Humanity has struck it rich in the vein of vocalized communication. Although we claim to think abstractly in ways the animals cannot, problem solving has been observed among clever animals including apes, birds, and dolphins (to name only a few). What sets humanity apart in the realms of abstraction and communication (so far as we can determine at this time) appears to be our higher degree of complexity.

Perhaps the dolphins are wiser than we and that is why they haven’t riddled the Earth with waste and nuclear weapons; but perhaps our need to communicate with our peers and cooperate drove us not only to learn how to use our hands more effectively but to speak more eloquently, precisely, and figuratively.

We have not yet unraveled the full tale of how animals communicate but by studying their behavior (and communication) we gain insight into our own behavior and communication. Language is not a recent invention. Spoken language probably took a giant leap forward on several occasions due to a variety of influences. We may never be able to reverse-engineer those processes or influences but we should come to better understand their effects.

Even social insects communicate well enough to build both complex societies and structures. Although their individuals may not be very intelligent, they are intelligent enough to perform the most basic of communicative tasks (such as laying down pheromone trails) and social functions (such as gathering food, invading or defending colonies, and caring for young).

There should be no doubt that language is older than humanity. What we need to understand is how much older language is, and what we really want to know is when humans began developing language in a way that differed from the languages of other creatures, especially other hominids.
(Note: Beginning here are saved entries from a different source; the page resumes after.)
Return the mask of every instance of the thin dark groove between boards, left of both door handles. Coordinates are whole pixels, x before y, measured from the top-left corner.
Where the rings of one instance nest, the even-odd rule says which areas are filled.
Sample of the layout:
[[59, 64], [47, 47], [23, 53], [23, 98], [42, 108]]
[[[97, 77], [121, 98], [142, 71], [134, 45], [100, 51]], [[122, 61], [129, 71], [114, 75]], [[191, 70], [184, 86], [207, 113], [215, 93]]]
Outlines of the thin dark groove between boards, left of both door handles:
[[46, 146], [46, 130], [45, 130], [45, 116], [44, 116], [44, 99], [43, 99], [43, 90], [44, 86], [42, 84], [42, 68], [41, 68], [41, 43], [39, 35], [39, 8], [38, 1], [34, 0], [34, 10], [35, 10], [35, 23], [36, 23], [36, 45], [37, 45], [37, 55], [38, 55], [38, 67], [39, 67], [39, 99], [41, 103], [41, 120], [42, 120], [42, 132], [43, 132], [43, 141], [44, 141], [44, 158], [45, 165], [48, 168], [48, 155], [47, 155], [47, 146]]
2 thoughts on “Language May Be Older Than Humanity

  1. So Doc Atkinson is trying to discover Babel? 😉

    Okay, we know animals communicate audibly & by other means, with the same species & across species. Anybody who’s been menaced by a territorial dog knows that.

    I recently finished Jared Diamond’s _Guns, Germs, and Steel_. He says archaeology indicates roughly 50,000 yrs ago technology and art seems to have suddenly improved noticeably for most “modern” human populations. He termed it “the Great Leap Forward,” and speculated (or quoted his sources doing so) an improvement of some sort in human language, which makes communication of abstract thoughts easier, might be the reason.

    Reminds me of of an Andamanese lady who passed a while back, last survivor of a truly ancient culture. The origins of her “Bo” tongue that dies with her are thought to be some 14,000 yrs older than Diamond’s “Great Leap Forward!”

    Animals esp less intelligent ones generally learn their “languages” by instinct. These communications are hardwired into them rather than learned. I should think one would make a distinction between instinctive inborn communications, & true language allowing exchange of arbitrary communications & ideas. That I think is what the last paragraph meant.

    When and how was the transition made from instinctive beast-cries to tongues able to convey abstract ideas, fiction & art for art’s sake, & even lies?

  2. Spoken language is only one form of communication. Perhaps it would be best to think of it as a layer of communication that rests upon older layers of communication that have developed through countless ages.

    Social creatures cannot be social without communicating to each other in some meaningful way, even if that communication is only through pheromones and body language that suggest nothing more than “I found food” and “I survived a trip outside the hive”.